Sonntag, 26. Dezember 2010

"im schatten des siyed qutb" (lesetipp)

das in diesen stunden ausklingende religiöse fest hat als einen vorteil bzw. zumindest als option die verfügbarkeit etlicher nicht fest verplanter stunden, die sich teilweise mit absichtslosem treiben verbringen lassen - auch im netz. und genau bei diesem tun bin ich auf einen text gestoßen, den ich ansonsten vermutlich schlicht ignoriert hätte, zumal ich islamische geschichte keinesfalls als einen inhaltlichen schwerpunkt meiner neugier gelistet habe. letzteres liegt teils einfach an meinem widerwillen, mich auf die arabische sprach- und begriffswelt, so fragmentarisch sie in den übersetzungen auch vorhanden ist, einzulassen. dazu betrachte ich die islamische welt mit ihren feudalregimen und petrodiktaturen, ihrer betonung der religion und den verbreitet desolaten gesellschaftlichen verhältnissen immer wieder mit einem großen emotionalen abstand. das die vermutlichen quellen des islamistischen fundamentalismus dabei den bisher einzigen thematischen kontext darstellen, bei dem es hier im blog um die islamische religion und ihre psychosoziale matrix plus den darauf aufsetznden ideologischen konstrukte geht, darf für den erwähnten abstand durchaus als repräsentativ gesehen werden.

bei daeva fand ich nun den folgenden, langen und sehr informativen text über eine der schlüsselfiguren der ägyptischen moslembruderschaft, eben siyed qutb. die darstellung der gedanken dieses mannes ist faszinierend und aufschlußreich zugleich, und ermöglicht einen nüchternen blick zumindest auf einen teil dessen, was hierzulande so als islamismus verhandelt wird. ich empfehle den beitrag als im besten sinne lehrreiche abendlektüre an einem kalten verschneiten winterabend.


Die Moslembrüder (Jamiyat al Ikhwan al Muslimun – Gemeinschaft der muslimischen Brüder) wurden 1928 von dem Grundschullehrer Hassan al Banna gegründet.

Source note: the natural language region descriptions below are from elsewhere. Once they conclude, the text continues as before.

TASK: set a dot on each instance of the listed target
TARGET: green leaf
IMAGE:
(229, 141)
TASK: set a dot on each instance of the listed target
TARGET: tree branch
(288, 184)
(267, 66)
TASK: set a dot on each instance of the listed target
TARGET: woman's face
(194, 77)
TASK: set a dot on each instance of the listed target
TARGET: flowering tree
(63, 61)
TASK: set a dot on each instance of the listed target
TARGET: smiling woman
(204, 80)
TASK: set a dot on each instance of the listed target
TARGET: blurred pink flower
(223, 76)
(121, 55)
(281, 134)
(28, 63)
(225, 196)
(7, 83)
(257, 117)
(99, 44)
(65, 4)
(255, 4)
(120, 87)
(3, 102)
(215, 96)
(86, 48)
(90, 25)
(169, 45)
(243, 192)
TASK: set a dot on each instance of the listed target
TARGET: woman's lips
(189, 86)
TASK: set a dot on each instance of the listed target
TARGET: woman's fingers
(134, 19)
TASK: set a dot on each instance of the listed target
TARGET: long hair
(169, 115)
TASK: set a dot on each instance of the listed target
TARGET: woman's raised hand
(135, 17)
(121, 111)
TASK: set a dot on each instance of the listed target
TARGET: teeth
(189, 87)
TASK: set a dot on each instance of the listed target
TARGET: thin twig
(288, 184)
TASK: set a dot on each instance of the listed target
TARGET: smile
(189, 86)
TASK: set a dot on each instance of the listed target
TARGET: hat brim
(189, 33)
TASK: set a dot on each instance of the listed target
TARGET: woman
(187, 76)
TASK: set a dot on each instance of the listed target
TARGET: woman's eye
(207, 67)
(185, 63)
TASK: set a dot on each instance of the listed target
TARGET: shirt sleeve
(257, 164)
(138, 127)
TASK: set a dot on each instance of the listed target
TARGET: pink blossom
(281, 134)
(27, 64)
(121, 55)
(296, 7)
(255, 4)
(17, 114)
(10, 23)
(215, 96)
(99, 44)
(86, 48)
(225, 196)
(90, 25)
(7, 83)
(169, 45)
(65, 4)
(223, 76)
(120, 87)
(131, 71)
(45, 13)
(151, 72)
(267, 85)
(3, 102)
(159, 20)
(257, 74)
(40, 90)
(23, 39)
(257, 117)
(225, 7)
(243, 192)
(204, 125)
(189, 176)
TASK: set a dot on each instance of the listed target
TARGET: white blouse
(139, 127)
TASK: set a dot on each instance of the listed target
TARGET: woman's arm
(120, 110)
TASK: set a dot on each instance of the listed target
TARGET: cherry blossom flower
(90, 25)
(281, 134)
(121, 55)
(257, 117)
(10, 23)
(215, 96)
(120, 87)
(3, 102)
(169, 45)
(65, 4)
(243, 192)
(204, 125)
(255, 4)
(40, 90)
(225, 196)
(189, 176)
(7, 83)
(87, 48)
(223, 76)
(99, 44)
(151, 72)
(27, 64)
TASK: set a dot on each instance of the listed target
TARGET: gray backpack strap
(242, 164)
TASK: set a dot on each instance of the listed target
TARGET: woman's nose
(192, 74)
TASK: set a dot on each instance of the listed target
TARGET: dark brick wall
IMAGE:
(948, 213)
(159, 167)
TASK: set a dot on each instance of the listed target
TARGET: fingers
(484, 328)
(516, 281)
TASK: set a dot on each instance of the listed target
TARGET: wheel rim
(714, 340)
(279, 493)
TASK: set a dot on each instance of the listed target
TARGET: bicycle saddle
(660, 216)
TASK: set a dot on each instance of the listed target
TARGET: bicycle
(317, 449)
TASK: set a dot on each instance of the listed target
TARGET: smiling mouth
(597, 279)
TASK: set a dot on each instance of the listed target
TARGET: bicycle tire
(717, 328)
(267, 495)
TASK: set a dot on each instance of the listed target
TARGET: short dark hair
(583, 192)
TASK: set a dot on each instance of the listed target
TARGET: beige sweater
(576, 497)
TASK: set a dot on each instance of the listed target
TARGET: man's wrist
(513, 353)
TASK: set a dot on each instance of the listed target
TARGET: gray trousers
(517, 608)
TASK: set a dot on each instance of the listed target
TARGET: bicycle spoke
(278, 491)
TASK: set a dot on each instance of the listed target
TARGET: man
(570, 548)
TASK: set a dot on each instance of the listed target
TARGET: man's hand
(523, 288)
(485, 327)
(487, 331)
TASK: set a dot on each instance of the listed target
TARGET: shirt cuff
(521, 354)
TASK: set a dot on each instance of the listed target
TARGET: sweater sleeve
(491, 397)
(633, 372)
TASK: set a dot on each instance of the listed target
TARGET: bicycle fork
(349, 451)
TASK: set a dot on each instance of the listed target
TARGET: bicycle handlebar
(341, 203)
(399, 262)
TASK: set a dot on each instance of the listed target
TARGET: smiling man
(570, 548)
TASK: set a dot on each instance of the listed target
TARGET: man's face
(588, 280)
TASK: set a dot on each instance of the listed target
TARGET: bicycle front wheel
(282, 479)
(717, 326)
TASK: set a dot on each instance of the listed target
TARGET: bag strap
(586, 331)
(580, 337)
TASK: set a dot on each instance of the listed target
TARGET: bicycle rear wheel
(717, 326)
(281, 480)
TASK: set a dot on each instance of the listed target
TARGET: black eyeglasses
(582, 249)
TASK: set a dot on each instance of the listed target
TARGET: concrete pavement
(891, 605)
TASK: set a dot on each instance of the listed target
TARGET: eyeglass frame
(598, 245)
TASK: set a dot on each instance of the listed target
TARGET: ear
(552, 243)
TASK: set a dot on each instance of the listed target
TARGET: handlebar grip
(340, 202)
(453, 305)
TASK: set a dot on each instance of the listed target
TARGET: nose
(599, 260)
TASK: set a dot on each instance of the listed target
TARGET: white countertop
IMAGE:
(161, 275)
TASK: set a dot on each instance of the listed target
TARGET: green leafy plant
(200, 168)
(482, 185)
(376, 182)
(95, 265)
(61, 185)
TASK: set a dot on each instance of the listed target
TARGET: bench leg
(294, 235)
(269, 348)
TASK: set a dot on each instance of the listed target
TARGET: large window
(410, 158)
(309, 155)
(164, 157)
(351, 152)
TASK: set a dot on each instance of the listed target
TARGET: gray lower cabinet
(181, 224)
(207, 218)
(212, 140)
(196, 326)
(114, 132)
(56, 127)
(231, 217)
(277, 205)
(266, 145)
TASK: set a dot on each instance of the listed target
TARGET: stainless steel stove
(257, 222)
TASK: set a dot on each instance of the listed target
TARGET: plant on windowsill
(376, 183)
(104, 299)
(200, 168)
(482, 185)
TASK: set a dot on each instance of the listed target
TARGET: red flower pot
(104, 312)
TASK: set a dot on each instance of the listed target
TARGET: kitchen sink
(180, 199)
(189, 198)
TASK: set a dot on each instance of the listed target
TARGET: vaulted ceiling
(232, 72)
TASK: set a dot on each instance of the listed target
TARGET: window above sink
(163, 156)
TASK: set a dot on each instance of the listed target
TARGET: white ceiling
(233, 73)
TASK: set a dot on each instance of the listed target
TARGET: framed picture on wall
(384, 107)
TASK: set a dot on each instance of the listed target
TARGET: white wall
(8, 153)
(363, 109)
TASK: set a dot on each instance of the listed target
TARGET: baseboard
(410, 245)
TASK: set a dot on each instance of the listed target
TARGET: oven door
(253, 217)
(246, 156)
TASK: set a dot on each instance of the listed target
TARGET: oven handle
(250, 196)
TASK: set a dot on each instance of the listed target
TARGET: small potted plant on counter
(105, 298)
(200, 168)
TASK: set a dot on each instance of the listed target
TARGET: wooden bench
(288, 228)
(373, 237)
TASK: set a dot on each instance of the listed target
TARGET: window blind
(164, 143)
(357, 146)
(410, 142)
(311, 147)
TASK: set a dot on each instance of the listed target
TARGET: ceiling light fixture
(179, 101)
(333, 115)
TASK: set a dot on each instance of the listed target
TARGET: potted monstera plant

Er verband den Salafismus des 19. Jahrhunderts mit Nationalismus, einem starken Staat, öffentlicher Wohlfahrt und Industrialisierung. Bei den Salafisten des 19. Jahrhunderts, u.a. Muhammad Abduh und Rashid Rida (vgl. Hourani 1983), handelte es sich vorwiegend um Universitätsprofessoren. In ihren Seminaren und Zeitungen verbreiteten sie ihre Theorien über die Situation Ägyptens, den Kolonialismus und den Zustand der Gesellschaft. Die fundamentale Annahme der Salafisten ist, dass die Ursachen der gegenwärtigen Probleme in der über Jahrhunderte verlaufenden Verwässerung der reinen islamischen Lehren liegen würden. Die islamische Lehre wäre eine vollständige und umfassende Anleitung Gesellschaft, Wirtschaft und Politik zu strukturieren wie es in der Urzeit der islamischen Gemeinde bestanden hätte. Von dieser Gemeinde der tugendhaften Väter (as salaf as salih) leiten sie ihren Namen ab: Salafisten (arab. Salafiyyun). Daher muss man versuchen diese Goldene Zeit wieder zu erschaffen. Siyed Qutb hat diese Vorstellungen besonders zugespitzt und als Anleitung für die einzelnen Individuen ausgearbeitet ihr Leben zu gestalten. Für ihn gibt es aber kein Zurück zu einer Goldenen Zeit. Es gälte nicht sie zu imitieren, sondern eine konservative Utopie auf der Erde zu errichten um die Menschheit miteinander und mit dem Himmel zu versöhnen." (...)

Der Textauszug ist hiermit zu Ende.